Par exemple, Driscoll a déclaré : « La plupart des gens s’accordent à dire que le stress est un déclencheur des migraines, et pour beaucoup, les hormones le sont aussi. Et pourtant on ne dit pas que la douleur causée par une migraine de stress [attack] moins réel qu’une migraine [attack] en raison des changements hormonaux. Nous savons que les migraines induites par le stress [attacks] nécessitent des stratégies de gestion du stress en plus d’autres choses comme la prise de médicaments… ».
Travailler avec un professionnel de la santé mentale à travers un traumatisme infantile peut aider les patients à cesser de fonctionner en mode “fuite ou combat” et à évoluer vers une réponse de stress hyperactive, améliorant ainsi leur bien-être général. En combinaison avec d’autres techniques de santé, le travail sur les traumatismes peut ouvrir la voie à la guérison.
En 2019, le médecin de la douleur de Toussaint, qui était également psychiatre, connaissait son histoire et lui a suggéré de s’ouvrir sur son traumatisme d’enfance. C’est alors qu’il a répondu au questionnaire ACE et a vu des résultats révélateurs.

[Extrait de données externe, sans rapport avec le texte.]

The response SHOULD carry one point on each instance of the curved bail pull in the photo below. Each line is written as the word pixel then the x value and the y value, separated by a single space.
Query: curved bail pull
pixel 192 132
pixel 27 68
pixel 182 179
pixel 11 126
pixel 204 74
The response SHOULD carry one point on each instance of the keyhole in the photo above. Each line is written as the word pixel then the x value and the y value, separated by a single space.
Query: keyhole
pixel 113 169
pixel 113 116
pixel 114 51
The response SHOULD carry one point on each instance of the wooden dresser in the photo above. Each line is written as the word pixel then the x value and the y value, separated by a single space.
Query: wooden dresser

“Ce n’était qu’une pièce du puzzle, mais c’en était une que je n’avais pas traitée et je devais l’explorer pour guérir”, a-t-elle déclaré.
Elle a commencé à consulter un thérapeute pour la désensibilisation et le retraitement des mouvements oculaires (EMDR) pour faire face à son traumatisme, ainsi qu’à pratiquer la thérapie par biofeedback et la méditation. Elle reçoit également régulièrement de l’acupuncture et continue de voir son médecin spécialiste de la douleur.
Elle attribue à cette approche holistique l’aide à retrouver un sentiment de normalité et à surmonter sa douleur.
“Faire face à mon traumatisme m’a aidée à soulager la douleur”, a-t-elle déclaré. “C’est effrayant, mais vous ne guérirez jamais vraiment tant que vous n’aurez pas surmonté votre traumatisme.”